Ein verfälschtes Zitat von SPD-Kanzlerkandidat Martin Schulz


Im "Spiegel"-Interview sagte Kanzlerkandidat Martin Schulz auf die AfD angesprochen: "Diese Typen muss man bekämpfen". Von "allen Mitteln" und "Umerziehungslagern nach DDR-Vorbild" spricht er jedoch nicht.

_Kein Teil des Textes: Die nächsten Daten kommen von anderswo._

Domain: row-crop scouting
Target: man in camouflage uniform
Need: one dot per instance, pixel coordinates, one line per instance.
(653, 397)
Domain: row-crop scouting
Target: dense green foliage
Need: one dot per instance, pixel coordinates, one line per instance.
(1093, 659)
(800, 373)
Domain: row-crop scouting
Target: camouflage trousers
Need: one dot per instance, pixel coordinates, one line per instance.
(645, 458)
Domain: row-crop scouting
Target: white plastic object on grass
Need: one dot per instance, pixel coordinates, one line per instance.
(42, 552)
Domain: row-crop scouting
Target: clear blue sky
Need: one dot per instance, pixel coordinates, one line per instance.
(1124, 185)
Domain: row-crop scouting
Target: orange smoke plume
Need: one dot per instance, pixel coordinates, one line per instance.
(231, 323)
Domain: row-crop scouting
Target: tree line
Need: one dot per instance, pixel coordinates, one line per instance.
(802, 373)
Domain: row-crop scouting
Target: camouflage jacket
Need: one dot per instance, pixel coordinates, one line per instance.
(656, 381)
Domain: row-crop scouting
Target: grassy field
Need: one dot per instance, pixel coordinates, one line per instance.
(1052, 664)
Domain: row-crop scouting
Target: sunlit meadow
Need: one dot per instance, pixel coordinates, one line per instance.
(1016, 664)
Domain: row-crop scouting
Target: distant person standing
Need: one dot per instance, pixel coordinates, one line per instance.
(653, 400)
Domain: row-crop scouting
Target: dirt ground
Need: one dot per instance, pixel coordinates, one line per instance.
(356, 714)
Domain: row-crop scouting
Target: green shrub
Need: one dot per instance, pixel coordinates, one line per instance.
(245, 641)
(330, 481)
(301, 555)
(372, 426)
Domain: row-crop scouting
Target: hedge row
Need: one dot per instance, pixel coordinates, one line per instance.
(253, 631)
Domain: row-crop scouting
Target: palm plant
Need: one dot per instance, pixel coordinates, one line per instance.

Nach "Buzzfeed"-Recherchen erreicht Liebich via "Halle Leaks" regelmäßig viele Menschen mit seinen verfälschten Zitaten. Das vermeintliche Maas-Zitat kam demnach auf rund 110.000 Facebook-Interaktionen - und damit doppelt so viele, wie die zweitplatzierte "Bild" bei diesem Thema. In der Top-Ten-Liste dazu kommen die anderen neun Posts zusammen gerade einmal auf 130.000. Das verfälschte Christbaum-Zitat erreichte mit rund 63.000 Interaktionen sogar mehr als die neun nächsten Posts zum Thema im Ranking zusammen. Die fünf Texte in den sozialen Medien, mit denen "Halle Leaks" im vergangenen Jahr am meisten Reichweite machte, kamen laut "Buzzfeed" auf 50 bis 110.000 Interaktionen - bei 3000 Facebook-Followern wohlgemerkt.

Überall geht´s zum T-Shirt-Shop

Und wie Liebich diese Reichweite zu Geld machen will, wird auf seiner Startseite bereits ersichtlich. An mehreren Stellen wird man auf seinen Online-Kleidungsladen "my.shirtzshop" verwiesen. Dort kann man T-Shirts mit so gehaltvollen Aussagen wie "Bei uns im Osten heißt das Negerkuss" kaufen - wahlweise auch ersetzbar durch das "Zigeunerschnitzel". Oder auch "Islamophobie ist Notwehr" und "Abschiebehelfer" kann man sich aufs Shirt drucken. "Political Incorrect" heißt die Rubrik dazu.

Von "Buzzfeed" darauf angesprochen, bestreitet Liebich, dass ihm dieser Shop gehöre. Er sei dort lediglich Angestellter und verweise auf seinem Blog zur "Arbeitsplatzsicherung" auf den Shop seines Arbeitgebers. Laut Impressum des Onlineshops ist Liebich Geschäftsführer der dazugehörigen GmbH und verantwortlich für den Inhalt. Die Adresse des Shops ist dieselbe Adresse, die Liebich für sich selbst im Impressum seines Blogs angegeben hat. Nach Angaben von "Buzzfeed" wird Liebich auch beim Bundesanzeiger als Geschäftsführer des Shops geführt.